The Advertising Standards Authority (ASA) underlined once again its strict scrutiny of the auction market in a ruling that a Christie’s advert was ‘misleading’.
Following a complaint, the ASA investigated the auction house and criticised its notification of fees, such as buyer’s premium, and said that Christie’s must rethink how it displays fees next to estimates.
In December 2016 (ATG No 2273), the ASA announced requirements that non-optional and optional fees should be made clearer where estimates are published.
Auctioneers previously employed a series of small symbols to indicate when a lot may be subject to extra costs and fees such as VAT or Artist’s Resale Right (ARR).
The meaning of these symbols was usually found in the auction house’s terms and conditions to the back of the catalogue.
However, the ASA and the Committee of Advertising Practice (CAP) guidance suggested the fees should be clear on each page of any advert or catalogue.
“We believe that the guidance we have issued, if followed, should hold auctioneers in good stead,” said Richard Lewis, chief operating officer at ATG.
Many regional auction houses have now changed the way they display estimates.
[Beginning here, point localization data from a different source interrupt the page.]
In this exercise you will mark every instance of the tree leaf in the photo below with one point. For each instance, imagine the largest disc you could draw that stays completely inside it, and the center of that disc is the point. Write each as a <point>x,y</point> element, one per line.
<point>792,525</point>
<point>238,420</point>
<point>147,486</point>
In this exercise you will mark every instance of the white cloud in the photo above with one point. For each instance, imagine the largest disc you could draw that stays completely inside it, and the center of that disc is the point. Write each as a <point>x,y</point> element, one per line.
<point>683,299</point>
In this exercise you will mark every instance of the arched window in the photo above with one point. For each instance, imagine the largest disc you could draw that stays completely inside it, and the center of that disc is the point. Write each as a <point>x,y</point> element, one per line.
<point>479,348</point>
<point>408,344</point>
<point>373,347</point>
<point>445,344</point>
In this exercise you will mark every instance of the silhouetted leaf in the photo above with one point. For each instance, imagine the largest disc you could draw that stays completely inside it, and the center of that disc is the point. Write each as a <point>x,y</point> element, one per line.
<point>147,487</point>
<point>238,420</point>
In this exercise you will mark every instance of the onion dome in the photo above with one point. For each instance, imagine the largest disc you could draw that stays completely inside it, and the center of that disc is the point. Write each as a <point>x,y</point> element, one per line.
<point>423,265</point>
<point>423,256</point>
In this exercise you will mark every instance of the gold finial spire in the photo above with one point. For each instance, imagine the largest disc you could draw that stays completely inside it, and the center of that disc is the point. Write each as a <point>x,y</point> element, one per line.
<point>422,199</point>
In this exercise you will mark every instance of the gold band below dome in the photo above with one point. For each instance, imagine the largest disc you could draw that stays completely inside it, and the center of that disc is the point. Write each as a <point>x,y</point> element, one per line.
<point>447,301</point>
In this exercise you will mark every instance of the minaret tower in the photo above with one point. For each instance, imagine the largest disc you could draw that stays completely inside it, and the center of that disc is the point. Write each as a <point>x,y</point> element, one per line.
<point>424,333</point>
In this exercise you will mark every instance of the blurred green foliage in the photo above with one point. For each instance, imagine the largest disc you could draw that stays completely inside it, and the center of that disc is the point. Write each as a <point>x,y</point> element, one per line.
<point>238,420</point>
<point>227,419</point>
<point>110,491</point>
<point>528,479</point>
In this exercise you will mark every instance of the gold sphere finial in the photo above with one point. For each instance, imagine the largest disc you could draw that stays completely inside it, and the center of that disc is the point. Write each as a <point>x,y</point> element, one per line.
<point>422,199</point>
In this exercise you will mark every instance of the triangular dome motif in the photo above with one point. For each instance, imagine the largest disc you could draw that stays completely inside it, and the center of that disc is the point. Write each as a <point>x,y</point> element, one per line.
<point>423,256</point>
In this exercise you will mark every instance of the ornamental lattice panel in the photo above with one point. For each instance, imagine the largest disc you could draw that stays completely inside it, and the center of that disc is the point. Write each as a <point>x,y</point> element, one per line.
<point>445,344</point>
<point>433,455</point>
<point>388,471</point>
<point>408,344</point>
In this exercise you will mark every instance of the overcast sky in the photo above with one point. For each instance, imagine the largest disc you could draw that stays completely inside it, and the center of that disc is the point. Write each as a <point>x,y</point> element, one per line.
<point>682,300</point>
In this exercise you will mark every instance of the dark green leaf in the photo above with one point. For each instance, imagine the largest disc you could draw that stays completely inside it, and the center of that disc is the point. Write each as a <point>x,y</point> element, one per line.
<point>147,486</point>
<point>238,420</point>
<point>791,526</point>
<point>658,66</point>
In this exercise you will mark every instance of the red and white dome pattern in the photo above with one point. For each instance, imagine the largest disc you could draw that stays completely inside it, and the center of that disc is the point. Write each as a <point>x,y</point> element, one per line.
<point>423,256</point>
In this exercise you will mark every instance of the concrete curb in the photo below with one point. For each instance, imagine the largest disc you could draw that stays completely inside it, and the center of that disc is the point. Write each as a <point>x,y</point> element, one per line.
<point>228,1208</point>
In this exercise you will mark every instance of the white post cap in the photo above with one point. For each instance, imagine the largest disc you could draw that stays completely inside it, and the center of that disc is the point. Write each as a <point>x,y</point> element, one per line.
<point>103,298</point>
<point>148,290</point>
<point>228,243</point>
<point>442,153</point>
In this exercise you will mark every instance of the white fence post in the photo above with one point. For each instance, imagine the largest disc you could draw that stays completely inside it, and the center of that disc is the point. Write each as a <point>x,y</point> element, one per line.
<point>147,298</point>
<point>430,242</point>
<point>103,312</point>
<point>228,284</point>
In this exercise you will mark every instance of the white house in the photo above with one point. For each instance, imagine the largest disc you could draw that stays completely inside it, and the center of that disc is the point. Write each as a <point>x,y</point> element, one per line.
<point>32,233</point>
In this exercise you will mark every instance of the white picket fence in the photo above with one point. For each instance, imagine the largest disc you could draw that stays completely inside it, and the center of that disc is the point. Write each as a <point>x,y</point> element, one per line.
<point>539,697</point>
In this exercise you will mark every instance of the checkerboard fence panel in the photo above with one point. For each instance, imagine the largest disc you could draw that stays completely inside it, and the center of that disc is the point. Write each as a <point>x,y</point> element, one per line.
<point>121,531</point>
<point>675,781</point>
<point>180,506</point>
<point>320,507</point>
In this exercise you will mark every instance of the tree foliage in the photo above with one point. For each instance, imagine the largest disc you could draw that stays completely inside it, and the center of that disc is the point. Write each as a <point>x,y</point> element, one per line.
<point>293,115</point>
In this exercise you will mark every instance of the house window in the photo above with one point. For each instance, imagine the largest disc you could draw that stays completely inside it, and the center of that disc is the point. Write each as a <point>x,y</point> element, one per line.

The ASA’s recent investigation was focused on Christie’s online catalogue from the Interiors sale of January 31. The ASA said the auction house must ensure “information about how those charges and taxes were calculated were adequately signposted” and “ensure that quoted guide prices in future advertising for auction items or lots made clear that non-optional charges… were payable on top of the hammer price”.
In a statement, Christie’s said it had “already worked in accordance with previously stated recommendations to ensure that we clearly publish information in regard to the additional charges that can be incurred on top of the ‘hammer price’ in an auction (such as buyer’s premium, VAT and Artist Resale Rights where applicable)”.
It added: “We are therefore surprised by this finding. However, we will continue to work to improve the visibility in this area.”